Vietnam Time

7/3/2018 4:33:46 PM

17 reasons to visit Vietnam: Telegraph

The Telegraph has picked 17 reasons visitors should take advantage of a paperwork-free trip to Vietnam, which has maintained its essences despite a tourism boom.

Vietnam has become increasingly attractive to tourists from the UK, France, Germany, Spain and Italy who will enjoy visa exemptions for the next three years until June 30th, 2021, from July 1st, 2018.

The country first offered visa waivers for citizens from the five European countries in July 2015. The policy has been updated annually and would have expired at the end of June. The continued visa exemption is expected to push up the development of the Vietnamese tourism sector.

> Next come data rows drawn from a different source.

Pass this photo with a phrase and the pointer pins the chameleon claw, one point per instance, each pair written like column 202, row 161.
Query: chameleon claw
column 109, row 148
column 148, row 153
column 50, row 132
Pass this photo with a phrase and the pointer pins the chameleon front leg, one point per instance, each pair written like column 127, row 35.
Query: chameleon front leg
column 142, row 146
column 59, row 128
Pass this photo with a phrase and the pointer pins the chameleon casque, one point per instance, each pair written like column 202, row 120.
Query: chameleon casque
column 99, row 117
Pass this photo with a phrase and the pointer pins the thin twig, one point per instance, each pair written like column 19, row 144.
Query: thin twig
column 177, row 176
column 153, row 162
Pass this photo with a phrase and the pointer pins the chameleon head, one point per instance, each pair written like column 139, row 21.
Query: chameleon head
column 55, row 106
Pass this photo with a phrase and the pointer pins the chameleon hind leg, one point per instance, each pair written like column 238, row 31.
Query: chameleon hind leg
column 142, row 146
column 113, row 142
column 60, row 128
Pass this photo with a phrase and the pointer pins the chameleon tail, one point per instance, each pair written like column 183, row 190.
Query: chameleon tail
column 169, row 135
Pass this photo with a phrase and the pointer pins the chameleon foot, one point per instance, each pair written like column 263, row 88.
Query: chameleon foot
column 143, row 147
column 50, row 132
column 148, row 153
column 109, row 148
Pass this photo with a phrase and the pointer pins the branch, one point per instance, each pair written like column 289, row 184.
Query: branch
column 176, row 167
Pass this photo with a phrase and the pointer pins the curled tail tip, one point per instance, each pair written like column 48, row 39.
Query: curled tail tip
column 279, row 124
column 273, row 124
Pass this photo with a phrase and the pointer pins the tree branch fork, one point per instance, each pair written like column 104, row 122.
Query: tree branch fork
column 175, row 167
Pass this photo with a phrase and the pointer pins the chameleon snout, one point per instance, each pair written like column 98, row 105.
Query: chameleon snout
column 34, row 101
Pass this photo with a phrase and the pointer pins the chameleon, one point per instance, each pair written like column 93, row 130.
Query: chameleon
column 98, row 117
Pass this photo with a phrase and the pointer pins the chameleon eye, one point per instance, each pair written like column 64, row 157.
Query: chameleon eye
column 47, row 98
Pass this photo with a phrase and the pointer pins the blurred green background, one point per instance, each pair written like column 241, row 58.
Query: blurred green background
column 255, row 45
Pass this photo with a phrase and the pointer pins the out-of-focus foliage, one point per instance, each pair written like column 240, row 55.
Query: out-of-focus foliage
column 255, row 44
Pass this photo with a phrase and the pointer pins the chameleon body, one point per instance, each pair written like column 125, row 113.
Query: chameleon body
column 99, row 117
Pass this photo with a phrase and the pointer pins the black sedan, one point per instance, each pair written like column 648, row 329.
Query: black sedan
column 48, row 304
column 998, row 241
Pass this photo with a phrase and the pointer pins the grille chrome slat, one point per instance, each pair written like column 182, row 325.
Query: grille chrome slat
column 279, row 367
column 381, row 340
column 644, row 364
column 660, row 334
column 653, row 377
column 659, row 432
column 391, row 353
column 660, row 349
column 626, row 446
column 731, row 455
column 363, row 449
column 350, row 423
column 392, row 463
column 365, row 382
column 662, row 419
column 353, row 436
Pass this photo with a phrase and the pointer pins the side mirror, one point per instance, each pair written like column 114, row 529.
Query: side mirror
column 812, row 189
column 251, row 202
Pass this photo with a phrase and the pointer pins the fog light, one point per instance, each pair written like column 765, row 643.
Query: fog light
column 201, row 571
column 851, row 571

Hanoi, Vietnam's capital. CREDIT: GETTY

1. Hustle and bustle in Hanoi

What makes Hanoi so interesting is that it feels very old-fashioned, stuck in the past with its French colonial history entrenched in its pavement cafes, architecture and wide tree-lined boulevards.

“Take a ride in one of the thousands of tuk-tuks swarming through the city’s streets to get a sense of the daily buzz,” The Telegraph wrote.

2. Visit late President Ho Chi Minh

The first president of the Democratic Republic of Vietnam lies embalmed in his mausoleum in Hanoi. His body lies in a glass case in a cooled, central hall, through which visitors will pass silently to pay their respects.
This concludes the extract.